Municipalities cannot be held liable for a constitutional deprivation unless there is a causal link between a municipal policy or custom and the alleged constitutional violation. Monell v. New York City Dept of Soc. Sevs., 436 U.S. 658, 691 (1978). Because the court has found that the officers had probable cause to issue the tickets and Plaintiffs constitutional rights were not violated, the City of Plymouth cannot be held liable. Likewise, as to Count IV, the case law is clear that a municipality cannot be liable under the theory of respondeat superior.City of Canton v. Harris, 489 U.S. 378 (1989).
Only Count I of the Second Amended Complaint alleges a cause of action against defendants Wendover and Repeck. Plaintiffs claim that the two conspired with other defendants to deprive him of his constitutional rights must fail when the court has found no constitutional violations.

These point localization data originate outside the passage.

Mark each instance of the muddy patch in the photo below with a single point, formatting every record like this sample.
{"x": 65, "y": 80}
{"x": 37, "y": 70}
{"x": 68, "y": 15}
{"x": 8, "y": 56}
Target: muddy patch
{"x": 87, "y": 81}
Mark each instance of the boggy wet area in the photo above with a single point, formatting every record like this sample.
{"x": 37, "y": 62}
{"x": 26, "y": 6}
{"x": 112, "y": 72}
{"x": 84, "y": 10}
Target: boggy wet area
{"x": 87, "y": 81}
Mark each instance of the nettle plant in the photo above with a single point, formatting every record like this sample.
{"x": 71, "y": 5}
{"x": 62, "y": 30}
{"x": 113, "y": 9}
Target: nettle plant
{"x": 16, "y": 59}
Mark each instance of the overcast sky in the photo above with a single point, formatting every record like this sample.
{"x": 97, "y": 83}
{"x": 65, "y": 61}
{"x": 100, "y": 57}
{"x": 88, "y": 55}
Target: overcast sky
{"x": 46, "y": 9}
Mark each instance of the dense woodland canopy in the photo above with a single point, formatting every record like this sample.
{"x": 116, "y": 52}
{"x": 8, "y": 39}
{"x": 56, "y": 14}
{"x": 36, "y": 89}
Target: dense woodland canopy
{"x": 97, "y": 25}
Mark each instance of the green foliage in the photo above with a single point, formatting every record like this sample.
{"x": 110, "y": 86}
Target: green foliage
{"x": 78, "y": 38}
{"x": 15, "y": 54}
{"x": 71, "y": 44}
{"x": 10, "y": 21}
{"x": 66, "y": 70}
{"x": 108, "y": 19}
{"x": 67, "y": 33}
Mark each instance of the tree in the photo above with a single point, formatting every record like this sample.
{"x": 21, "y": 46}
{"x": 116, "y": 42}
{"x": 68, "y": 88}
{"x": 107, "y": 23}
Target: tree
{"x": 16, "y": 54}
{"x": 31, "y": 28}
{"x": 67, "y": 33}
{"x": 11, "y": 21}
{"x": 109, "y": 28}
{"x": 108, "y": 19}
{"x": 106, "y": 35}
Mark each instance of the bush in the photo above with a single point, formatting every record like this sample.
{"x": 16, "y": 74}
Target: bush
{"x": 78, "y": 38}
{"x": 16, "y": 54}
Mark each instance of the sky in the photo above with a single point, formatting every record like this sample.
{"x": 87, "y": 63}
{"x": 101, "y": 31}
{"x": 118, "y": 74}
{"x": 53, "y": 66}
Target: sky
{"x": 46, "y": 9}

Finally, to the extent Plaintiff has alleged a claim for violation of his First Amendment rights, Defendants are also entitled to summary judgment on those claims. In Count II, Plaintiff alleged that Defendants violated his "federal constitutional rights, including the following rights: d) the right to be allowed to engaged [sic] in protected speech and associate with those of one's choosing as protected by the First Amendment of the United States Constitution." In his Second Amended Complaint, Plaintiff has not challenged the constitutionality of the City's ordinance barring profanity and threatening action in front of women. Even if the court were to assume that ticketing Plaintiff for violation of the ordinance during his November 3, 1998 visit to The Crier's office was a constitutional violation, the defendant officers are entitled to qualified immunity, as they had probable cause to believe that Prose's conduct violated a presumptively valid city ordinance. An arrest can be found to be lawful even though the city ordinance is later declared unconstitutional. Michigan v. Defillippo, 443 U.S. 31 (1979).
ORDER
For the reasons set forth above, it is hereby ORDERED that defendants Wendover and Repeck's March 29, 2001 motion for summary judgment is GRANTED.
It is further ORDERED that the remaining defendants' April 3, 2001 motion for summary judgment is GRANTED.
It is further ORDERED that plaintiff Thomas Mark Prose's May 23, 2001 motion for summary judgment is DENIED.